The fact is that most lenders are not going to spend the money to launch a judicial foreclosure on a generic breach of contract claim. Which is what this foofaraw is all about.  When a borrower defaults on a promissory note by not paying it back it is just a simple, no-brainer breach of contract claim. Mortgage lenders in this sort of hypothetical don’t sue for that. Why?  Because it’s a colossal, herculean, humongous and uncertain waste of time and money.  And why is that?  Because the person they’re chasing either doesn’t have the money to pay them back–which is why they’re not paying in the first place–which means that if they actually get a judgment it will be an uncollectible judgment, i.e., a meaningless wallpaper, and…And here’s the big one, a generic breach of contract claim on a promissory note is completely dischargeable in bankruptcy. The lender can chase the borrower all the way to judgment and the borrower can still squirt out by filing a simple $299 Chapter 7 petition.

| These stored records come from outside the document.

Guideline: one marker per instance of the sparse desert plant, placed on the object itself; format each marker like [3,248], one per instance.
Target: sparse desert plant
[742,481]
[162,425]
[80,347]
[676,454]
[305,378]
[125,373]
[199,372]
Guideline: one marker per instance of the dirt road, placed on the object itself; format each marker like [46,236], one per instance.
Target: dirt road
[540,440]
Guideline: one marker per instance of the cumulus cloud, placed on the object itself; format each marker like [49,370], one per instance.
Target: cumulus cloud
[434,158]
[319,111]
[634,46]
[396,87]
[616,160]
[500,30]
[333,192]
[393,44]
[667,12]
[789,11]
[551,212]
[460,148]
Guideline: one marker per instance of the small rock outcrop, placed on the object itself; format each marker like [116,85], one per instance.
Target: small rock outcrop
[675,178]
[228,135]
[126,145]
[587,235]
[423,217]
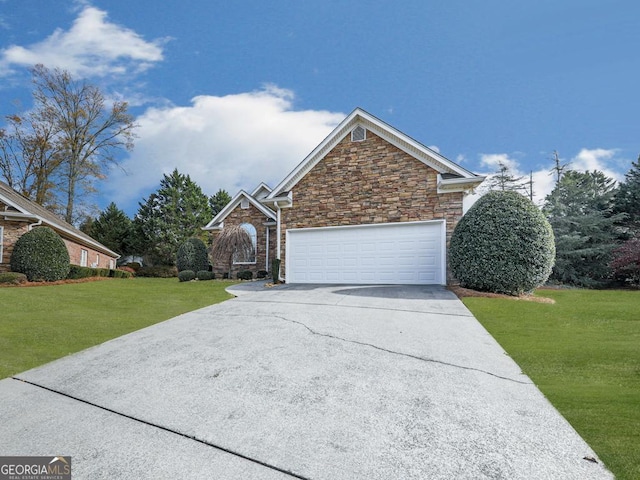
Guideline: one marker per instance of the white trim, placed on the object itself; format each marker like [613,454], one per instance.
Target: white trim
[383,130]
[235,201]
[443,236]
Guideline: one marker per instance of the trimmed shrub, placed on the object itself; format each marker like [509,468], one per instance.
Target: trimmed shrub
[245,275]
[159,271]
[41,255]
[503,244]
[13,278]
[192,255]
[205,275]
[186,275]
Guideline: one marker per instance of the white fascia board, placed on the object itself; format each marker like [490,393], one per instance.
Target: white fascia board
[235,201]
[458,184]
[383,130]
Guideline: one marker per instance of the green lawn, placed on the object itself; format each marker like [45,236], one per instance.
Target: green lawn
[40,324]
[583,352]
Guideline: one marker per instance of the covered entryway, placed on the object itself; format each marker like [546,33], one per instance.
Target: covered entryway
[391,253]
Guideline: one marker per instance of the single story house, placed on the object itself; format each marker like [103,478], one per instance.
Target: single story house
[19,215]
[369,205]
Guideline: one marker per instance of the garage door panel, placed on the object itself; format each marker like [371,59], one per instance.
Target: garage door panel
[409,253]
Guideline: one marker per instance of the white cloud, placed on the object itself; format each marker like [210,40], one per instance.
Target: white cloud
[604,160]
[91,47]
[229,142]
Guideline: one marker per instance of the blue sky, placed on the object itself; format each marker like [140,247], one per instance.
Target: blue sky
[235,93]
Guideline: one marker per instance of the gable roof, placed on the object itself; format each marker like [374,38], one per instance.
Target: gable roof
[216,222]
[25,209]
[459,177]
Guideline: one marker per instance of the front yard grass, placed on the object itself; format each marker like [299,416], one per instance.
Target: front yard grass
[583,352]
[43,323]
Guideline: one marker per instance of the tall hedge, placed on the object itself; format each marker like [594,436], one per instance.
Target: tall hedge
[503,244]
[192,255]
[41,255]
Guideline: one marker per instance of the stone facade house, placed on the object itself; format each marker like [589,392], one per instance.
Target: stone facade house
[18,215]
[369,205]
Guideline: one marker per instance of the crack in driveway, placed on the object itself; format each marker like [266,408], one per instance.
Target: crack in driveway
[167,429]
[386,350]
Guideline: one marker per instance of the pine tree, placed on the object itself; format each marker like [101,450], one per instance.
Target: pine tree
[580,210]
[176,212]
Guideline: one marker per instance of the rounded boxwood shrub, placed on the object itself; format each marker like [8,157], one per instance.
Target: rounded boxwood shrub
[186,275]
[41,255]
[503,244]
[192,255]
[205,275]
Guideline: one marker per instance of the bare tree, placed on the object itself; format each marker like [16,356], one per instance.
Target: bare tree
[232,242]
[87,132]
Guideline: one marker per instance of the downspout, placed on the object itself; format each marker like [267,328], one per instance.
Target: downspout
[278,234]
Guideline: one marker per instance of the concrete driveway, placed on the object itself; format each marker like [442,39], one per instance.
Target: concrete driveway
[313,382]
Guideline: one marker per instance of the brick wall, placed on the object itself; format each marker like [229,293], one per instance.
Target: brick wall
[94,258]
[368,182]
[256,218]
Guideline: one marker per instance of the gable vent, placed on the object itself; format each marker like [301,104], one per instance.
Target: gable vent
[358,134]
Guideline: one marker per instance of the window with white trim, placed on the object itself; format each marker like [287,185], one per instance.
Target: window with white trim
[358,134]
[248,257]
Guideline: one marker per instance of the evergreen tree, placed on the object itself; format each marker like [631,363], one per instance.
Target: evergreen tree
[176,212]
[218,201]
[580,210]
[114,229]
[628,198]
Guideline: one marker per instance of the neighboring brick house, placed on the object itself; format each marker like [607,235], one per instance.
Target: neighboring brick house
[18,215]
[369,205]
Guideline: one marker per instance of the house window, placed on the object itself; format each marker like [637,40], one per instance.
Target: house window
[358,134]
[249,256]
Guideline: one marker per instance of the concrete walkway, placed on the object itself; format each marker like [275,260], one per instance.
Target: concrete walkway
[311,382]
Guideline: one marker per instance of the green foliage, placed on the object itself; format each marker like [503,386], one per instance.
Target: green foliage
[626,262]
[41,255]
[192,255]
[245,275]
[503,244]
[174,213]
[13,278]
[580,212]
[218,201]
[158,271]
[627,199]
[275,270]
[205,275]
[186,275]
[114,229]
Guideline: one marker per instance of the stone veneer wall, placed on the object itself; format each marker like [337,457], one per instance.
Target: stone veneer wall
[368,182]
[253,216]
[11,232]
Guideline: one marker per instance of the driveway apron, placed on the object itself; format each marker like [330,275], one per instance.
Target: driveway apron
[311,382]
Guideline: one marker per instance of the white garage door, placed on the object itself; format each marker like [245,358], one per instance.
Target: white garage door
[392,253]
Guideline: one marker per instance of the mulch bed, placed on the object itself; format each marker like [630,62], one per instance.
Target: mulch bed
[466,292]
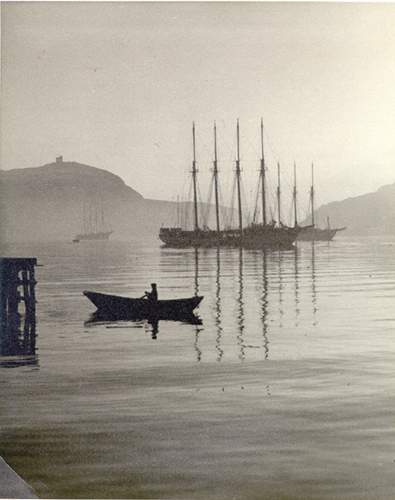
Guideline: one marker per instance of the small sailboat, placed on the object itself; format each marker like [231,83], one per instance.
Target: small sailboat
[94,227]
[312,233]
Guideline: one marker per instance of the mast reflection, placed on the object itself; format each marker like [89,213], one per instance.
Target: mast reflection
[297,286]
[280,289]
[197,329]
[240,315]
[218,312]
[313,284]
[265,302]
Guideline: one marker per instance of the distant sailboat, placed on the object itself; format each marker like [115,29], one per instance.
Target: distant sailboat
[94,227]
[312,233]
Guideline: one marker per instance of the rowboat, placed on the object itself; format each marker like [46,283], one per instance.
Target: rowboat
[125,307]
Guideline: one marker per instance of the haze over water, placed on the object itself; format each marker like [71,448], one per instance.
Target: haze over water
[284,391]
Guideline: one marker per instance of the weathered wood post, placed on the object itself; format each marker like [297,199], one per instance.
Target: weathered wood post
[17,286]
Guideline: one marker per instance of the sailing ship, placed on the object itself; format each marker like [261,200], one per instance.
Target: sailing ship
[312,233]
[94,227]
[255,235]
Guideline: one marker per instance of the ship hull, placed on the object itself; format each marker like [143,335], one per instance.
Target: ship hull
[317,234]
[254,237]
[99,236]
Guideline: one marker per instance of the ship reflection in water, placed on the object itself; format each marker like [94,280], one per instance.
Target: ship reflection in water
[18,342]
[249,296]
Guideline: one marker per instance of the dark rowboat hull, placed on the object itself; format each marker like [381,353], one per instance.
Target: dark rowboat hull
[125,307]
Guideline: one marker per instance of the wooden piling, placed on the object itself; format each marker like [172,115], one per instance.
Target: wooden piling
[17,288]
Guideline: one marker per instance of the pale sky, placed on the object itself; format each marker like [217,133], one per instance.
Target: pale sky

The person that they will sue, however, is the scam artist who got the loan by fraudulent means, and there is nothing at all in the revised CCP §580b that is going to protect that scam artist from the consequences of their fraud.

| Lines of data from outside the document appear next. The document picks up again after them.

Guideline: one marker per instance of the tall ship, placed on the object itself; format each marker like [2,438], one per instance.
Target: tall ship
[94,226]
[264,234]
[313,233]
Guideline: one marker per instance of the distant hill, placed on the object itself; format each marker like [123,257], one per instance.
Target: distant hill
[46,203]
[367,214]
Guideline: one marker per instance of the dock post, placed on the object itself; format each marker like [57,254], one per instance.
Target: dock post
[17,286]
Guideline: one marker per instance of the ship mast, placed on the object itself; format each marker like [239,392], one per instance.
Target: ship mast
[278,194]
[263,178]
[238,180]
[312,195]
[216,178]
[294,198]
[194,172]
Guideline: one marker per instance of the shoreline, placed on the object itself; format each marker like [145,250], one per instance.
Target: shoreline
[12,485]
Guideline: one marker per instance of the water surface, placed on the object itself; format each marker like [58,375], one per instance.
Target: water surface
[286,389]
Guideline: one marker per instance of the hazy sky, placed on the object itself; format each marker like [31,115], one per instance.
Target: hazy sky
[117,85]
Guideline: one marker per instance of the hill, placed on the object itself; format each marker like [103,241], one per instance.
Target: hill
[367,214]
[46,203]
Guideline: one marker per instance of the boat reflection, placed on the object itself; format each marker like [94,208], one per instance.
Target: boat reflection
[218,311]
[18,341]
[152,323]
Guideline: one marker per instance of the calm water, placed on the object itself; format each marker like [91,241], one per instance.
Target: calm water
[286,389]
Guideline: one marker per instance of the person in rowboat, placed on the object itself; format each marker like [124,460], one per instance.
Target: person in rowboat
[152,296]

So who is this new and improved law going to help?  Here’s the profile: He/she is a borrower who doesn’t want to pay the loan back even though he/she has the money to do so. Further, they’re willing to spend this money that he doesn’t want to spend to avoid the foreclosure to finance litigation. Oh yeah, and one more data point.  The National Consumer Law Center recently published a report on average hourly rates for experienced consumer law attorneys, experienced being defined as those with 20 to 30 years experience.  Me and my colleagues in other words. (See NCLC United States Consumer Law Attorney Fee Survey)  The result? $460 to $475 per hour. So this hypothetical borrower doesn’t want to pay his loan, but he’s willing to pay me or my colleagues $475 an hour to litigate this issue.  Total likely fees? $50,000 to $100,000 at those rates. Where is this idiot?

So the new and improved CCP 580b is a pointless public relations stunt, and any blogger, journalist, banker, lawyer, real estate agent or politician who tells you otherwise is a well-intended liar or, more likely, just doesn’t know what they’re talking about. I suspect what they’ll say in response to me, however, is that removing this threat removes a negotiating plank–the threat of a lawsuit–from the lenders’ arsenal.

Last, the new law, if it passes, is likely only to apply to loans made after June 1, 2011.

Stay tuned.

2 Responses to The California State Legislature is Seeking to Extend the Already Generous Protections of the Anti-Deficiency Laws: Hooray for Homeowners? No. Just more legislative smoke and mirrors.

  1. RELady says:

    I do short sales for a living, I’m a realtor. I always try to negotiate the 2nd’s off, that are non purchase money. I am being told now the laws have changed…I have a client letting me know that a small 2nd i negotiated with to accept a $3000.00 payoff is threatening to send her to a collection company. The approval letter sent to escrow(unseen by me) indicates only a release of lein not the obligations. A full title reconveyance was given and settled on in escrow..How can they do this? What should be done…Please help as to what can she do…

  2. A release of the lien does not discharge the obligation. You HAVE to make sure that the short sale approval letter includes an express release. The good news is that these unsecured “sold out juniors” are usually sold to debt collectors for pennies on the dollar, and can often be settled pretty cheaply if there is a credible bankruptcy threat.